Cells live in constantly changing environments and employ dynamic signaling pathways to transduce information about the signals they encounter. However, the mechanisms by which dynamic signals are decoded into appropriate gene expression patterns remain poorly understood. Here, we devise networked optogenetic pathways that achieve dynamic signal processing functions that recapitulate cellular information processing. Exploiting light-responsive transcriptional regulators with differing response kinetics, we build a falling edge pulse detector and show that this circuit can be employed to demultiplex dynamically encoded signals. We combine this demultiplexer with dCas9-based gene networks to construct pulsatile signal filters and decoders. Applying information theory, we show that dynamic multiplexing significantly increases the information transmission capacity from signal to gene expression state. Finally, we use dynamic multiplexing for precise multidimensional regulation of a heterologous metabolic pathway. Our results elucidate design principles of dynamic information processing and provide original synthetic systems capable of decoding complex signals for biotechnological applications.
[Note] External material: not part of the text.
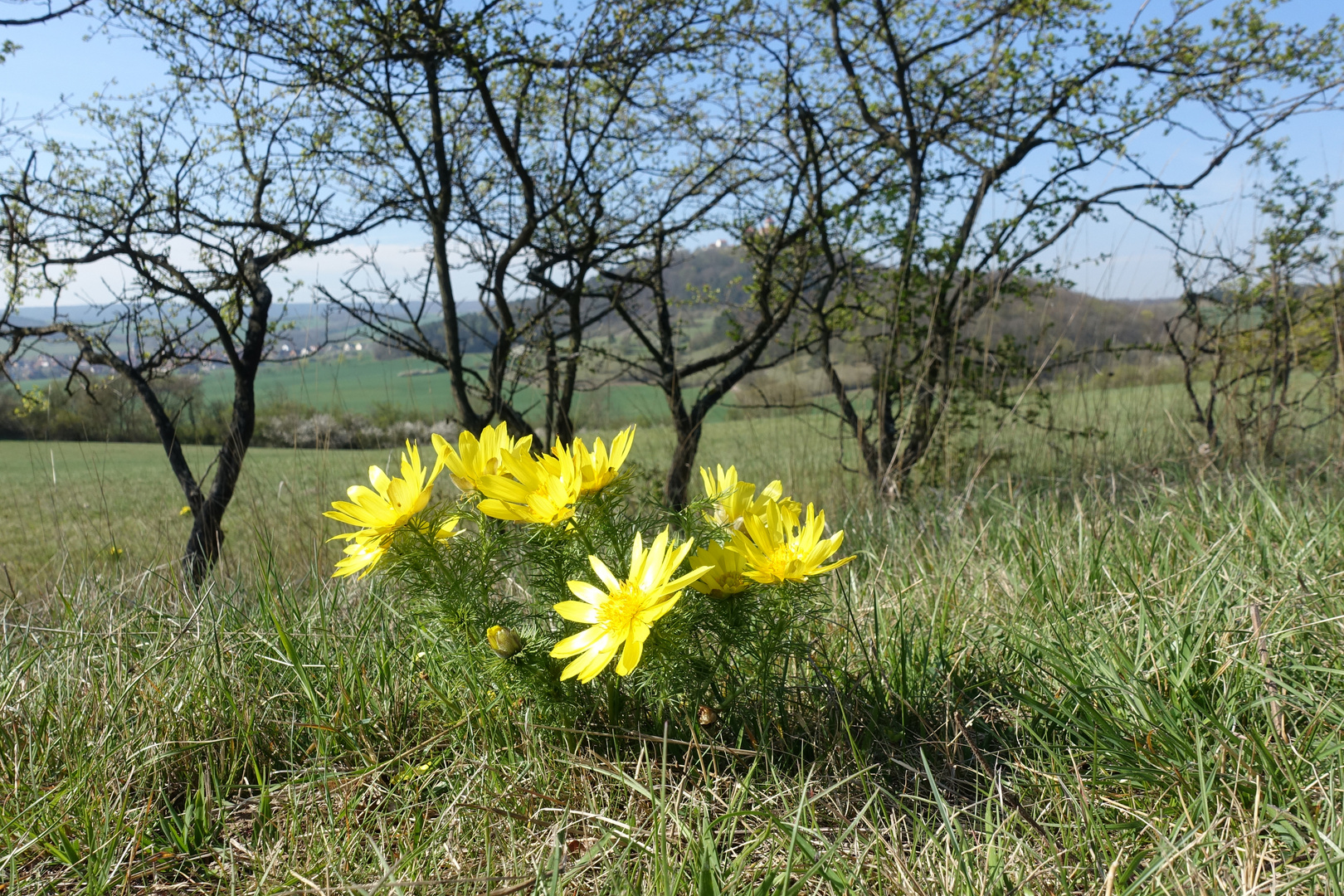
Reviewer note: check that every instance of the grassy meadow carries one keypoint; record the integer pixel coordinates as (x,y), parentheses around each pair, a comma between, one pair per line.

细胞生活在不断变化的环境中，并利用动态信号通路来转导有关它们遇到的信号的信息。然而，动态信号被解码为适当的基因表达模式的机制仍然知之甚少。在这里，我们设计了网络化的光遗传学途径，实现了概括细胞信息处理的动态信号处理功能。利用具有不同响应动力学的光响应转录调节因子，我们构建了一个下降沿脉冲检测器，并表明该电路可用于解复用动态编码的信号。我们将此解复用器与基于 dCas9 的基因网络相结合，以构建脉冲信号过滤器和解码器。应用信息论，我们表明，动态多路复用显着增加了从信号到基因表达状态的信息传输能力。最后，我们使用动态多路复用对异源代谢途径进行精确的多维调控。我们的结果阐明了动态信息处理的设计原则，并提供了能够为生物技术应用解码复杂信号的原始合成系统。